Tamara Erde, jeune réalisatrice israélienne, a décidé de rendre compte du quotidien scolaire de tous ces enfants et de leurs enseignants. Elle-même scolarisée quelques années avant en Israël, raconte avoir mesuré, lors de son service militaire, l’instrumentalisation politique à l’œuvre dans l’enseignement. Mais qu’en est-il aujourd’hui ? C’est l’objet de son enquête.
This is my Land nous mène alors sur les routes de Haïfa, Ramallah, Iblin (village arabe), Neve Shalom/Whahat al Salam (village arabe et juif), la colonie d’Itamar (Cisjordanie) et dans un camp de réfugiés de Naplouse.

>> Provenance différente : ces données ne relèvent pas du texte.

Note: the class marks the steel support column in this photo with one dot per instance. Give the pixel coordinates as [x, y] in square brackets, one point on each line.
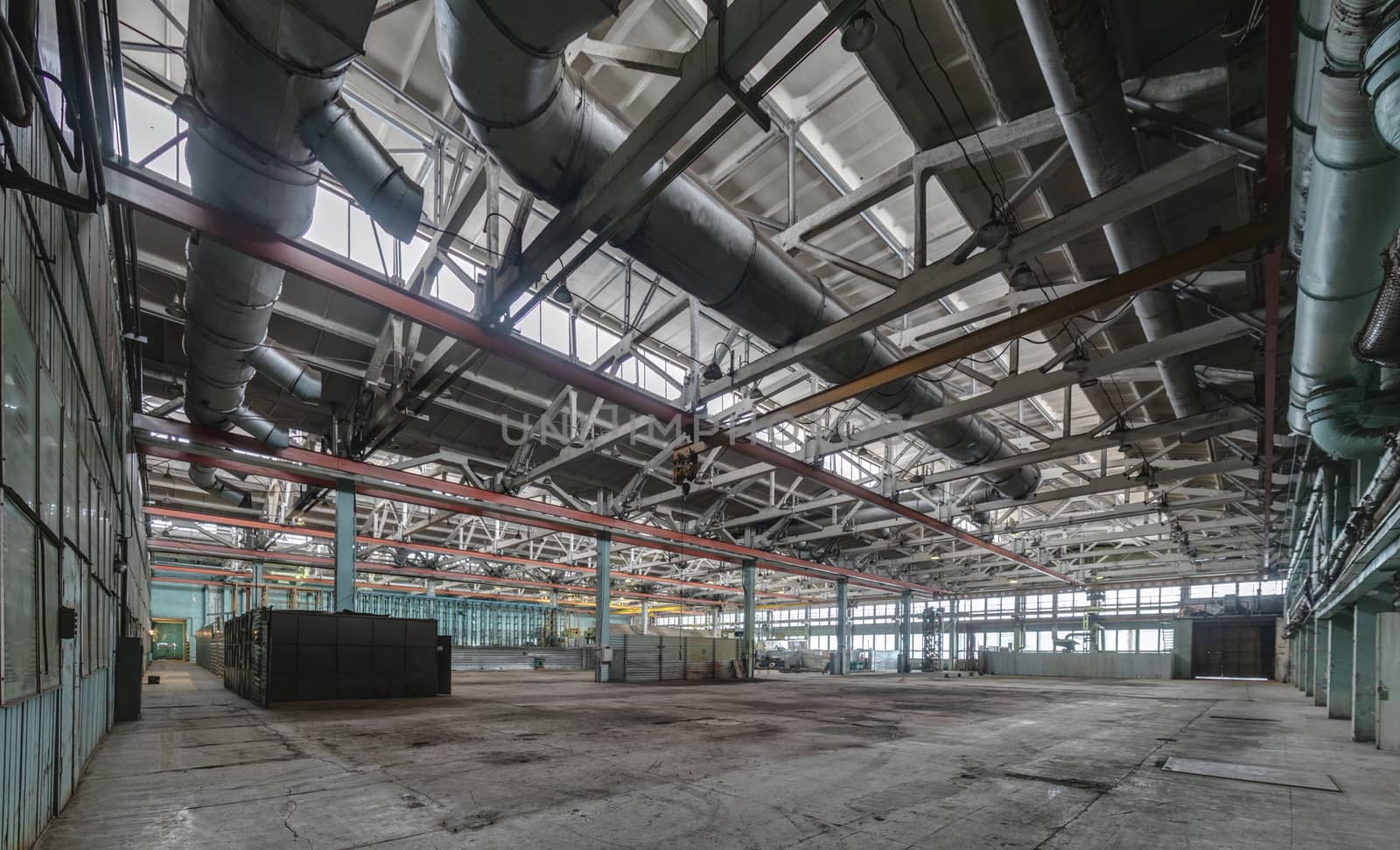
[1306, 665]
[842, 663]
[345, 547]
[751, 576]
[1320, 660]
[1340, 638]
[1364, 667]
[906, 632]
[602, 607]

Le film prend son temps, celui de nous faire longer la route de ce si désespérant mur, celui de nous faire entendre les cris mais aussi les pesants silences : de ces hommes et femmes, souvent dépassés par la douleur, et des enfants qui interrogent, se révoltent et clament tantôt leurs désirs de changement tantôt leurs résignations. C’est peu dire que ce film rend compte d’une réalité à la manière d'une morsure, salutaire certes, mais déchirante.
« Que signifie la paix ? » Demande Tamara à un jeune garçon juif de 17 ans
« La paix ? J’ai un peu oublié ce que c’est, répond-il. Qu’un garçon de 17 ans censé être innocent, naïf et rêveur, ne sache expliquer le mot paix est le problème de ce pays »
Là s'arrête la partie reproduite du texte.